There are much MUCH better value/performance subs than Axiom. I honestly recommend avoiding them in general.


----------



## mp5475 (Jan 10, 2013)

Put in my order for three xv15s.

Questions about setting them up. 

I was going to do this:

1. Place subs. Tom suggested I place two on the front right(I have L shaped room in the front). And one near the seating. The front two will act as one, more powerful xv30

2. Level match using spl meter.

3. Listen to a sound track and do some sub crawl with the sub near the seats.

4. Run the audessey multieq. My onkyo 709 has two sub outs but I hope it uses same calibration on both since I do not see individual set up on the manual and that is what s recommend from a article I read.

How does this sound?


----------



## Dale Rasco (Apr 11, 2009)

theJman said:


> I can just see it now...
> 
> "Hello, Allstate? This is Jim. I need to make a claim."
> _"Certainly Jim. How can I help you?"_
> ...


:rofl: Good one!


----------



## Dale Rasco (Apr 11, 2009)

mp5475 said:


> Put in my order for three xv15s.
> 
> Questions about setting them up.
> 
> ...


Run a splitter to the front two into Sub 1 on the receiver and then the third into Sub 2. This should give you the best calibration.


----------



## mp5475 (Jan 10, 2013)

Hi Dale. That was what I was going to do. Should I also run splitter from the receiver sub1 and not use the sub2?

I don't want the 709 to do two different calibration, one for sub1 and another for sub2.
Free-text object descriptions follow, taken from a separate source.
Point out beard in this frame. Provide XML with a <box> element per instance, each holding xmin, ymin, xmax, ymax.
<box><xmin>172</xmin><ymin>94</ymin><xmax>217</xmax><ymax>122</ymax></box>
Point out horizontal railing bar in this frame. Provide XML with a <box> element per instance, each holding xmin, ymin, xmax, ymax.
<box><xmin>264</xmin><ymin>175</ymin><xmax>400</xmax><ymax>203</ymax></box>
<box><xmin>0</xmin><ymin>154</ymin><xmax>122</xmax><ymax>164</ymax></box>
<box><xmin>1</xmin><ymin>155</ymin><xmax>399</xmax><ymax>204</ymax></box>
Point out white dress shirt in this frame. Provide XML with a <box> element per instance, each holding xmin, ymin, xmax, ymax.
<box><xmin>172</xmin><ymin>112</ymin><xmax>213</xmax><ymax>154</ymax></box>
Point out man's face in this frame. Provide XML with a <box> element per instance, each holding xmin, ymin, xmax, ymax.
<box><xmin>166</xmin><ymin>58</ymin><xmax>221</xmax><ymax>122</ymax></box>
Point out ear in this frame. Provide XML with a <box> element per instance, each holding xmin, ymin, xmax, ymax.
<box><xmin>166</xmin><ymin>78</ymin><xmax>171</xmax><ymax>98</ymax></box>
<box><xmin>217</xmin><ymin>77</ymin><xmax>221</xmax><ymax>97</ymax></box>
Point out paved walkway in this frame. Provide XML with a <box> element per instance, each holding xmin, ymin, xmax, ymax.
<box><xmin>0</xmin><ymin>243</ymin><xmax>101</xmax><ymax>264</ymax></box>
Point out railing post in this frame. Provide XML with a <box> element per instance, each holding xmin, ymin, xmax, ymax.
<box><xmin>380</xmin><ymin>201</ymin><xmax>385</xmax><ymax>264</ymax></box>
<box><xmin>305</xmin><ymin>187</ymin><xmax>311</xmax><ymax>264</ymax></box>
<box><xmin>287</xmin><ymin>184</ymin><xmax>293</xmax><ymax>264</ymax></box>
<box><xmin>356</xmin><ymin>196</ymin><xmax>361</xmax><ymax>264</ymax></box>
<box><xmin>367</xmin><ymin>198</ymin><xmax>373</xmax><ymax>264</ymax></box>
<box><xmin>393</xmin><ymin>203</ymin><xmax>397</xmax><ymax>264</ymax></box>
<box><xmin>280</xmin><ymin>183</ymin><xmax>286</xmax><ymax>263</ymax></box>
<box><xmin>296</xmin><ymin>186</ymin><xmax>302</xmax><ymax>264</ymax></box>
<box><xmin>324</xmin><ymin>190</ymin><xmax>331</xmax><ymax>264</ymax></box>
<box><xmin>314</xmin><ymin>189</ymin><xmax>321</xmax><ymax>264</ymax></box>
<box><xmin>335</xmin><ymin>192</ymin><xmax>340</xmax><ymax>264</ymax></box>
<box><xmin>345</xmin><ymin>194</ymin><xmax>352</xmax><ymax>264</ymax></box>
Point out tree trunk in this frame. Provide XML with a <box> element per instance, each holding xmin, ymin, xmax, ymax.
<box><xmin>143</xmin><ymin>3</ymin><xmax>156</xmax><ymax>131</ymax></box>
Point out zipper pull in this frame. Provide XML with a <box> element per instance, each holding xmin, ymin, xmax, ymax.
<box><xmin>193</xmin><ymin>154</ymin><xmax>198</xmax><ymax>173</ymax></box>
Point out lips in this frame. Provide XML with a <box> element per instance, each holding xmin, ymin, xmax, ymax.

According the article from audioholics 


Over time I became smarter and gave up the notion of independent subs. Thus until the above mentioned firmware update becomes available, we highly recommend you utilize a single subwoofer output for all of your subs when using Audyssey. This applies to most of the other room correction systems that I've tested. Below are the results of such a setup which you can see were quite favorable.


----------



## Dale Rasco (Apr 11, 2009)

If you want to do it that way then I suggest calibrating a single sub using Sub 1 and then split the signal to the other two subs after the one is complete. Use on of the subs up front. There a varying opinions on what should and should not be done, personally I will usually use both sub 1 and sub 2 on and adjust the acoustic panels and bass traps as necessary.


----------



## tesseract (Aug 9, 2010)

mp5475 said:


> Tom suggested I place two on the front right(I have L shaped room in the front). And one near the seating. The front two will act as one, more powerful xv30


Why not save some bucks and just get 1 XV15 and 1 XV30?


----------



## mp5475 (Jan 10, 2013)

I Thought about it. Tom did not suggest it but didn't ask either . He wasn't try to up sale. He told me to get two xv15 when I wanted two xs30s. 

I figure it still would be better to have all same even if they are close. Also I may have to seperate them if they don't sound right.


Also not saving Much. Xv30 is 1400 and xv15 is 800. He gave me more then 5 % off for three.


----------



## tesseract (Aug 9, 2010)

mp5475 said:


> I may have to seperate them if they don't sound right.


I agree that 3 subs is the way to go, more flexibility.


----------



## mp5475 (Jan 10, 2013)

Maybe I will add one more later. I like even numbers:R


----------